At the Shipley School in the fall of 1953, I was the stranger in a strange land. I had read the exciting novels assigned for summer reading, The Bridge at San Luis Rey, Oliver Twist, and Of Human Bondage (in the bulky hardback edition my mother carried with her when she left Oklahoma for New York in 1925), but had not been able to find in Haiti the poems I was supposed to memorize. My teacher’s response to my excuse was to declare any English-speaking family without the Oxford Book of English Verse uncivilized. Though her judgment was harsh, snobbish, and senseless, Miss Y. became my favorite teacher.
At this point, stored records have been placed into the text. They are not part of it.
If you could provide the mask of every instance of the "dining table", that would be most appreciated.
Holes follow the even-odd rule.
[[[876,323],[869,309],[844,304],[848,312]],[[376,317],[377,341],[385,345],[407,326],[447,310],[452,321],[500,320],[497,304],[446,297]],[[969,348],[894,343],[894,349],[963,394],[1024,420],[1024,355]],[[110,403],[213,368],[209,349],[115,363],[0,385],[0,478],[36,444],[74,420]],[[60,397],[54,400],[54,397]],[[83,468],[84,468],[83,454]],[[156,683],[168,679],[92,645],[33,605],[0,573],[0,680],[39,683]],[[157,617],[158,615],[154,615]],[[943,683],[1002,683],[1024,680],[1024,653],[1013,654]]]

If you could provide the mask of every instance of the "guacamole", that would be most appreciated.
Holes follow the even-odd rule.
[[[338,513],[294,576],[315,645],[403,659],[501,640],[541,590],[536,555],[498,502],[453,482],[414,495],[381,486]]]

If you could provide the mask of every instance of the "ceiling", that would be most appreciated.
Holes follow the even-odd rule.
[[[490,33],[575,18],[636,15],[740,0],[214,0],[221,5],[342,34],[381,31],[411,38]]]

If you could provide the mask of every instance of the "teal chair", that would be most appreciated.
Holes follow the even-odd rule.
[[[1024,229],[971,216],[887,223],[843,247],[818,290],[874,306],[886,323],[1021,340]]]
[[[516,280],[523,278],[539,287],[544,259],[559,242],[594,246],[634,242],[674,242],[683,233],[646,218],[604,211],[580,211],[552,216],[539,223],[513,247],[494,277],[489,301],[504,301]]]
She was a bird-like New Englander in her 60s, near the end of life (she died just before graduation in 1957), and perhaps on that day she had simply had enough of dogs who ate homework, of teaching, all endeavor, like Frost in After Apple-Picking: I am overtired of the great harvest I myself desired. Miss Y. taught without teaching. She sat well back from us, told girls over-eager with the answers to put their hands down. She said sarcastic, sometimes shocking things, showed us a painting of a girl in anguish or ecstasy, the blood of her first period pooling at her feet. That fall, without fanfare, she put The Pasture, with its gentle invitation to journey north of Boston and beyond, before us. Its promise was personal, not burdensome. I was thirteen, misunderstood, and far away from home, but I believe I saw it then without seeing, my direction, my vocation. You come too.

Quickly go past the empty house, tagged, condemned. The posted sign is too far away to read, but I suspect foreclosure. Gone overnight: a family of four, a home, the yard strewn with the children’s toys, tacky garden ornaments, Mary, Mary quite contrary with her watering can, an inflatable snowman at Christmas. And quickly again past two homeless men, their clothes in an overhanging tree. It’s almost possible to think of them as teenagers who have trashed their room, who have refused to get up this morning, quilts pulled up over their heads, or as even younger children when one day I saw them looking at a picture book together. But they are not children. They are mature men, and one of them uses a wheelchair. Provocateurs, pricks to thought, to conscience, though they ask for nothing.  We should never, Ernst and I, have bought a house so close to Sunset. We should have looked toward the lake, not the city. I never should have brought you here to see that I do not stop in the name of love but, like the priest and the Levite, pass by on the other side, make my excuse the nomatterwhatness of it all. For we are going to turn the corner, leaving behind sidewalks in disrepair, lost Katz, bad Karma. Signs will fade or be taken down, litter will blow away. A new family will make a new home in the foreclosed house, and these troublesome men I cannot bring myself to look at may be gone tomorrow.  They come and go, propelled by whim or physical necessity. El Conejito will take down his altar with its grim reminder of our common destiny; he’ll be getting ready for Thanksgiving soon, and Christmas.  Many more sweet days, calm, cool and bright, will ensue before winter comes to Los Angeles.